Open pahapoika opened 8 years ago
@pahapoika we may add tools like bluesnarfer or others.
Yeah, i remember some app on SonyEricsson, that was pretty effective, when someone accept your pair invitation, already granted you full access to his telephone. Bluetooth was new type of communication, and everybody was excited to play with. Especially me, everyday in subway, traveling to my work. In 2005-6 i obtain my first Symbian Nokia N70, and quick DSL connection.. that was gamechanger after WinCE and dial-up.. :D That was start of computer's golden era, and beginning of quick evolution. Still in progress, in such astonishing quantity to take breath. From C64 - AMD64, from Dancall - Psion - iPaq to Android, and internet connection everywhere. Kewl!
ok, sorry 4 OT.. Today i spend whole day by reading about Bluetooth vulns, and then practicing examination with bluesnarfer, spooftooph, etc. against my smartphones, tablets, tomtom, laptop, car radio, and neiberhood's tv and some reprostation. No success, but i don't have proper equipment.. :/ http://hakshop.myshopify.com/collections/wireless-gear with regular bt client in mobile devices you can do only regular things. Same in laptop and dongle client in desktop, both Atheros chipset. https://drive.google.com/file/d/0B832qN0OMdvhOXJsVFoyX0htS0E/view?usp=drivesdk
That app was BTinfo but only works on Java mobile .

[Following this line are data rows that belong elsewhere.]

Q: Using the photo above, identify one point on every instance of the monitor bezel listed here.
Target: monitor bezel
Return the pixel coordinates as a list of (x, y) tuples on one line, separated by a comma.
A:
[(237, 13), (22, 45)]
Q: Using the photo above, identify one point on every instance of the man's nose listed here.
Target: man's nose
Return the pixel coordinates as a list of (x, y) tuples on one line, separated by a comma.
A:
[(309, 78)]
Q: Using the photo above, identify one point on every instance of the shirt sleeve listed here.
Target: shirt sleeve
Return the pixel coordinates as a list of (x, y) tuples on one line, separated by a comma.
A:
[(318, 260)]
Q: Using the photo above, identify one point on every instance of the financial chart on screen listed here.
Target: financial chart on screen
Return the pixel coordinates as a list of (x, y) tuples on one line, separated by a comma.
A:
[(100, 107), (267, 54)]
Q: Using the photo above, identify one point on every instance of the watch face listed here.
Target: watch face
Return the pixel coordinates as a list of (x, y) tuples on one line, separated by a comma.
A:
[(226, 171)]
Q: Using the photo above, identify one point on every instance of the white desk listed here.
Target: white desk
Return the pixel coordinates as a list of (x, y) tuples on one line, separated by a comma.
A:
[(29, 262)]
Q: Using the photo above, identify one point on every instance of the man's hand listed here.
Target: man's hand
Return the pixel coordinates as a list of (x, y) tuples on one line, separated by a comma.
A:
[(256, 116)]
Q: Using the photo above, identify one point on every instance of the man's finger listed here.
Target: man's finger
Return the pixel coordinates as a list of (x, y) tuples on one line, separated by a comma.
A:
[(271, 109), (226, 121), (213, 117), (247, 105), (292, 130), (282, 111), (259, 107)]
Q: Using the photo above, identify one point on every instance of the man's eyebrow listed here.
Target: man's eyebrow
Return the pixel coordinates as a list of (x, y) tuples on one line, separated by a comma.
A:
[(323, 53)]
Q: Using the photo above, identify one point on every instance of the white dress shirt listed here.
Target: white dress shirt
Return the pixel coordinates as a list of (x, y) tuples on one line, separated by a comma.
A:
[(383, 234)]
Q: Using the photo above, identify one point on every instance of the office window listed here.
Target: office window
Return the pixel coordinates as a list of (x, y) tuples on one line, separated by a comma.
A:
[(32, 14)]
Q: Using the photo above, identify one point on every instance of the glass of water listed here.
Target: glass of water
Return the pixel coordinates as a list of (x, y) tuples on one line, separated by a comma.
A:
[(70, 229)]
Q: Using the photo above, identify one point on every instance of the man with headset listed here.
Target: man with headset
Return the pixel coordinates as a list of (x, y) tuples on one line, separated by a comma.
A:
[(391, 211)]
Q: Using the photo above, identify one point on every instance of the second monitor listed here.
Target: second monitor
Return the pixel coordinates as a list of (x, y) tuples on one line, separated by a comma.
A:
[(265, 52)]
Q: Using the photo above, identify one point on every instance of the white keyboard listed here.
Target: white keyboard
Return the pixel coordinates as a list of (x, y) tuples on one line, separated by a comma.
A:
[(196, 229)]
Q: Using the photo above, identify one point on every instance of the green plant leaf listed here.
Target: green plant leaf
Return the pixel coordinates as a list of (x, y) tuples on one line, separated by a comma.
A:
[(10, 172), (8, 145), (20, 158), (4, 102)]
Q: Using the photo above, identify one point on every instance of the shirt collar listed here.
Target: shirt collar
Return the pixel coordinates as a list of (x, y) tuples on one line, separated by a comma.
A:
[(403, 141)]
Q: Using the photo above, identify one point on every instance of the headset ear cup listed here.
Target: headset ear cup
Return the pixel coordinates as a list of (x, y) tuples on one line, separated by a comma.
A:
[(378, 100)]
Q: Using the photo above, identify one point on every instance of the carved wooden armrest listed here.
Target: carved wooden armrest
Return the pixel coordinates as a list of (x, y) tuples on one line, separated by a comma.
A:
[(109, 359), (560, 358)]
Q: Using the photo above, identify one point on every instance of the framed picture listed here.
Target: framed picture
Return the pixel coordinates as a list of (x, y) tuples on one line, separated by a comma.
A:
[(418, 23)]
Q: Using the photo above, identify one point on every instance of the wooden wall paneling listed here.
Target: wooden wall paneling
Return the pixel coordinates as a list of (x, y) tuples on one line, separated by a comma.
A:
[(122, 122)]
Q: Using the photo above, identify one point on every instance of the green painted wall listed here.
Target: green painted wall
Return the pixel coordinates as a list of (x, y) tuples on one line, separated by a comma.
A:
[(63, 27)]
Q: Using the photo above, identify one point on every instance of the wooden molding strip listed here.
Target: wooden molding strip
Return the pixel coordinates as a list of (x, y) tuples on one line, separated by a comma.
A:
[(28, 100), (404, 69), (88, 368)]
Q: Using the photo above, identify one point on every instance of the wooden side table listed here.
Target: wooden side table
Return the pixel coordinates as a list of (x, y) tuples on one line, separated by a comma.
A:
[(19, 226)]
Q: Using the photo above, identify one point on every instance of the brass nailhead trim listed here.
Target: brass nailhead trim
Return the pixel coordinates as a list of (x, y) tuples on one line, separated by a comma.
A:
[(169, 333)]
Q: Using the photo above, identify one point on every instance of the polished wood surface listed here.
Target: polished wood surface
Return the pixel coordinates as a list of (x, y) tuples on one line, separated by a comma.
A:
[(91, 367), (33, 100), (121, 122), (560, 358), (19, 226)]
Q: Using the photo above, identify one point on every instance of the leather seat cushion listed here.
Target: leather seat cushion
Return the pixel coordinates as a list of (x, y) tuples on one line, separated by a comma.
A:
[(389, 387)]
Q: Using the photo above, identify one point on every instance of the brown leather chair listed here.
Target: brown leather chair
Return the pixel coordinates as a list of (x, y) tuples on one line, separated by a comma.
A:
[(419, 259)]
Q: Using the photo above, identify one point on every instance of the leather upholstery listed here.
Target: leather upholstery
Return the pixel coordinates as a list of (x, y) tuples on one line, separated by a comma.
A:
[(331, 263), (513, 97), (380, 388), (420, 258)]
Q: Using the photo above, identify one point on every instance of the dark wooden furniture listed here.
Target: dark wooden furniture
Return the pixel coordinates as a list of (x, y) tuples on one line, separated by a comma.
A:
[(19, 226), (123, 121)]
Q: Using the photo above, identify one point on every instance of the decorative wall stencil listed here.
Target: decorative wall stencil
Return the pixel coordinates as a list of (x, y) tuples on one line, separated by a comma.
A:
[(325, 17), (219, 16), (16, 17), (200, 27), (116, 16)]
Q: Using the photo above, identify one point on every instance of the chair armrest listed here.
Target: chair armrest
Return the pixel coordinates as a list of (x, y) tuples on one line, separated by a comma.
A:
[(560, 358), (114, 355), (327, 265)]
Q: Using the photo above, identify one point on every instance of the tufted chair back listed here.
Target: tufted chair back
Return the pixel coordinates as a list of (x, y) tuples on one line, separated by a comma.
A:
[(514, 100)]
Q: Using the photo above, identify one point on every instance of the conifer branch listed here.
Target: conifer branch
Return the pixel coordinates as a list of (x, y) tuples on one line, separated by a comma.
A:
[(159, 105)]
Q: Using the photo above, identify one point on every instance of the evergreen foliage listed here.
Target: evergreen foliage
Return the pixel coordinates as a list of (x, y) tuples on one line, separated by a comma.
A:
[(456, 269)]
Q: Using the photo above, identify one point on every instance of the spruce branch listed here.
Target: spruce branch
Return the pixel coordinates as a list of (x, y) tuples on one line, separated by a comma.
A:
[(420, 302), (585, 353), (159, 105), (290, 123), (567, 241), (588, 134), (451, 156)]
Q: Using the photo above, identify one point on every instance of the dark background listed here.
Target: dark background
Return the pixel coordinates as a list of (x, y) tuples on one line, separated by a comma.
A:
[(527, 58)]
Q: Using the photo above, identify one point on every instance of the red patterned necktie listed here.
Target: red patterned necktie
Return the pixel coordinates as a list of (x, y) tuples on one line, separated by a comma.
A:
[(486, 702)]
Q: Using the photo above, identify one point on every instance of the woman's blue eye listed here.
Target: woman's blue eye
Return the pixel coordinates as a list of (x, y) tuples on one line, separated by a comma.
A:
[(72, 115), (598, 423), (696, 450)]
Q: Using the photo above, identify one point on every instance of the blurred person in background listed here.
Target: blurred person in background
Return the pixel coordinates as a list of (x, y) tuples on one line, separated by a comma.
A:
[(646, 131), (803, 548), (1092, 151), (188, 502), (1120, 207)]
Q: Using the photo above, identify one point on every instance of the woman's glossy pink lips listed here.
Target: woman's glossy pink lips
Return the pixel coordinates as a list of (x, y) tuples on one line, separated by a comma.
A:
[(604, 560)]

I think basic enumeration of surrounding bluetooth classic / le devices and services using android api would be a good place to start. I wrote this dodgy test app a while back just to see what device services I could find (yes, I know it's terrible code but you get the basic idea): https://github.com/lionliam96/Bluetooth-Scanner
Also, adding a database of bluetooth macs/service uuids could really help with researching bluetooth vulnerabilities. An implementation of the old obex push trick would be fun as well!
Thanks @lionliam96 :smirk: I am having a look
Hey. So theres security features of Bluetooth. 1.Devices will not communicate unless you have paired the devices. And pairing is possible just if you know the BD_ADDR of other device.
You can brute force the BD_ADDR but that will take some time.
In Linux something like spoofing your victims computer to belive ur bluetooth keyboard are Its keyboards. But thats extremely hard. I remember i had bluetooth hacking software on my Nokia on like year 2004. U were able to see contacts messanges and more. It were possible in bluetooth 1.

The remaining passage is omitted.